Dr. Williams arrived at UMF in 2012. She teaches ECH 150 Introduction to ECE, ECH 232 Social Science Curriculum, ECH 250 Infants and Toddlers, ECH 440 Children, Families, and Communities, ECH 450 Senior Research Seminar, ECH 535 Play, ECH 538 Collaboration with Families and Communitiesn and ECH 541 Capstone Research. She also coordinates the Infant-Toddler Playgroup Program. Her scholarship examines homevisiting programs, parent involvement, the support needs of new parents, toddler curriculum, and service learning. She has received grants from the March of Dimes, the MA Department of Education, and the American Association of Colleges and Universities. She serves as editor of Annual Editions: The Family (McGraw-Hill). Prior to arriving at UMF Dr. Williams worked as an early intervention teacher, an afterschool program coordinator, and a research consultant to early childhood programs and school districts in Massachusetts and Maryland.

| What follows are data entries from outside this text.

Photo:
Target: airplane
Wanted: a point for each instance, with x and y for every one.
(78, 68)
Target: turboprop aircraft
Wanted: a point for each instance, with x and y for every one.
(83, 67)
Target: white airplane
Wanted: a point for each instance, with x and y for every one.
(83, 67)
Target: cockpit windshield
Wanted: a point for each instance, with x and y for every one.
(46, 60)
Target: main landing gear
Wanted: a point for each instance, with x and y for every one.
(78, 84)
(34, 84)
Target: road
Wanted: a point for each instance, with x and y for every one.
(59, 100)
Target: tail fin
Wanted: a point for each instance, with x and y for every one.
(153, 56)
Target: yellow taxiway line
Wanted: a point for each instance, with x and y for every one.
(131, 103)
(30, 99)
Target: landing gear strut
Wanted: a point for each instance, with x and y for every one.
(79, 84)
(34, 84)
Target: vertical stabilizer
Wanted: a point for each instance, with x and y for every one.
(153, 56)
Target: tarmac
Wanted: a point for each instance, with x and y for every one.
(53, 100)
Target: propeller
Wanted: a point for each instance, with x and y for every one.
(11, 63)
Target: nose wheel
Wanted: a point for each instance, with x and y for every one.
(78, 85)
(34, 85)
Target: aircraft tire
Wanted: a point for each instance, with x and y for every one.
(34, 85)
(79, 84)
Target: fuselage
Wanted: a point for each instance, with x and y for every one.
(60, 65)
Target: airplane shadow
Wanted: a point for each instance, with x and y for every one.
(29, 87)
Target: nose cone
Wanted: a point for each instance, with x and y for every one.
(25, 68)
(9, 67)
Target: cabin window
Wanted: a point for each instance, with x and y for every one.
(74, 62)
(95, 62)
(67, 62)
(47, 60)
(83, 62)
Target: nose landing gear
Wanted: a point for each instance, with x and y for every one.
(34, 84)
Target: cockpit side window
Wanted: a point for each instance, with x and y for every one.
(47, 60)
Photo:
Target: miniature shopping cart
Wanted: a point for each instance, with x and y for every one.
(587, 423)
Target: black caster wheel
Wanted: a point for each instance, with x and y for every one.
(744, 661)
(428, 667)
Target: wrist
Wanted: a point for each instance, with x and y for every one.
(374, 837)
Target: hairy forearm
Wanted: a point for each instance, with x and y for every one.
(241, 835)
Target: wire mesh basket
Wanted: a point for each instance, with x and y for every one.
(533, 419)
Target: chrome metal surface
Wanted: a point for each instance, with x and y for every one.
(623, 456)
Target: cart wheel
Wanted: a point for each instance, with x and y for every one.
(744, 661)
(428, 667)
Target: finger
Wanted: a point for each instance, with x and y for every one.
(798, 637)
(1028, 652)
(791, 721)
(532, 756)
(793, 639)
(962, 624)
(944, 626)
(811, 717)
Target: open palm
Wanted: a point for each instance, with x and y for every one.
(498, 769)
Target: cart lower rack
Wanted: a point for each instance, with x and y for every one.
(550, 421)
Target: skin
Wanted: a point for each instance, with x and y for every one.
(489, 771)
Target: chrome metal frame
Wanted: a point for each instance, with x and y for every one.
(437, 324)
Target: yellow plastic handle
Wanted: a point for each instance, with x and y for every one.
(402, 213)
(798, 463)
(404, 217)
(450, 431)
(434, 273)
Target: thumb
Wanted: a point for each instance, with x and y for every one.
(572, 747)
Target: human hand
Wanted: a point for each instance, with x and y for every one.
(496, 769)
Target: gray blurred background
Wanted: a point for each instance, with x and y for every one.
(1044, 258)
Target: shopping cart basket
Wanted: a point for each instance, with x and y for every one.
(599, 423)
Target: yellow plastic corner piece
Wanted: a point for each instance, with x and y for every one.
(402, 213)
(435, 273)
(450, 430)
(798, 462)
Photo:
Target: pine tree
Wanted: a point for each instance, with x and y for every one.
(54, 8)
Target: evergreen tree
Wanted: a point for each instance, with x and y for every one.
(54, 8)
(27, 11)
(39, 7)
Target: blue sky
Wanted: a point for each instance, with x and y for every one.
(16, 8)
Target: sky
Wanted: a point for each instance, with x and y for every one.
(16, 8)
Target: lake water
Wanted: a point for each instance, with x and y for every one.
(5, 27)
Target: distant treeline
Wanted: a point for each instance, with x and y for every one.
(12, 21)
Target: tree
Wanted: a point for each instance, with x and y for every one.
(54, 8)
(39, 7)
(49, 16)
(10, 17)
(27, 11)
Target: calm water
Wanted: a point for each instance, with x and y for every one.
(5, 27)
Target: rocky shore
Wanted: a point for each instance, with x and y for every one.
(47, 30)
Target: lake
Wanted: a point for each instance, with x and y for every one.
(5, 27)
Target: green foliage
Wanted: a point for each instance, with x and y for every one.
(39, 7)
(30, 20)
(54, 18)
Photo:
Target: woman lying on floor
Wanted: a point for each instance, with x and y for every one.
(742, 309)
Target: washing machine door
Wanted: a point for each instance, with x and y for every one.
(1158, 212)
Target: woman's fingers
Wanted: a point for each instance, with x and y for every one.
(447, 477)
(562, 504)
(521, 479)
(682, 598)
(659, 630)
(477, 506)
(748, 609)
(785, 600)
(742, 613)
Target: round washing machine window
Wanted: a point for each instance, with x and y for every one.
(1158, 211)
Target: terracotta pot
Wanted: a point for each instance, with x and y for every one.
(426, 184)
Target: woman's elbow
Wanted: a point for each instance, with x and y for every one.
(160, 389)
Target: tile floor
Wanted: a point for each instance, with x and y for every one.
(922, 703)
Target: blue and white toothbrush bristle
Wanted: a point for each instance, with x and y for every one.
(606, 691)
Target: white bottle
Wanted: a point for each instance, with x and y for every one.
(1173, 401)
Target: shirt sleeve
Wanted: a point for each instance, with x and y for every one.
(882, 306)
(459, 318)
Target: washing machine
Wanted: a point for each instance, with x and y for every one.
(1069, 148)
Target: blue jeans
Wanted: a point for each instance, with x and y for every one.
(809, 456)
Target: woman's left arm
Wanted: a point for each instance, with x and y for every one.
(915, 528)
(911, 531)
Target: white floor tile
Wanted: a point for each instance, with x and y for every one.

Dr. Patti Bailie arrived at UMF in 2014 with significant experience in nature-based early childhood education. She was the founding director of the Schlitz Audubon Nature Preschool in Milwaukee, WI and co-director of the Early Childhood Outdoors Institute in Omaha, NE. She teaches several methods and field based courses in the undergraduate early childhood department including; ECH 150 Introduction to ECE, ECH 232 Social Science for Young Chidlren, ECH 192 Practicum, and ECH 420 Planning Environments for Young Children. Dr. Bailie is active in the field of early childhood environmental education serving on the advisory board of the Natural Start Alliance and as consulting editor of the International Journal of Early Childhood Environmental Education. Her research interests include identifying high quality practices of nature-based preschools and their impact on school readiness. She enjoys Maine's winter activities and maple sugaring.
Dr. Leigh Ann Fish is an Assistant Professor of Early Childhood Education. She holds a Ph.D. in Educational Administration/Curriculum and Cultural Studies from Miami University. Prior to working at UMF, Dr. Fish served as a K-12 Gifted & Talented Coordinator and as a National Board Certified elementary teacher in Ohio. Her professional interests include girlhood studies, gendered school practices, treatment of intellect in schools, importance of play in early and elementary settings, Reggio-inspired practices, and young children with gifts and talent. She is an active member of NAEYC, MEGAT, and NAGC and is a seasoned advocate for young children and young gifted children. When not working, Dr. Fish enjoys spending time with her family as they imagine, dream, play, and create on their 18th century farm.
Having taught for many years in New York Public schools, Cara Furman brings a philosophical stance to concerns about practice. With an undergraduate degree in History, Dr. Furman is committed to the liberal arts – encouraging students to take an inquiry stance towards the world around them. She has published on inclusive classrooms, descriptive inquiry, supporting classroom teachers, practical wisdom in classrooms, the pedagogical value of narrative, and progressive education. Whether teaching methods courses such as ECH 336 or research classes such as ECH 450, Dr. Furman seeks to provide a balance of practical experiences and philosophical discussion.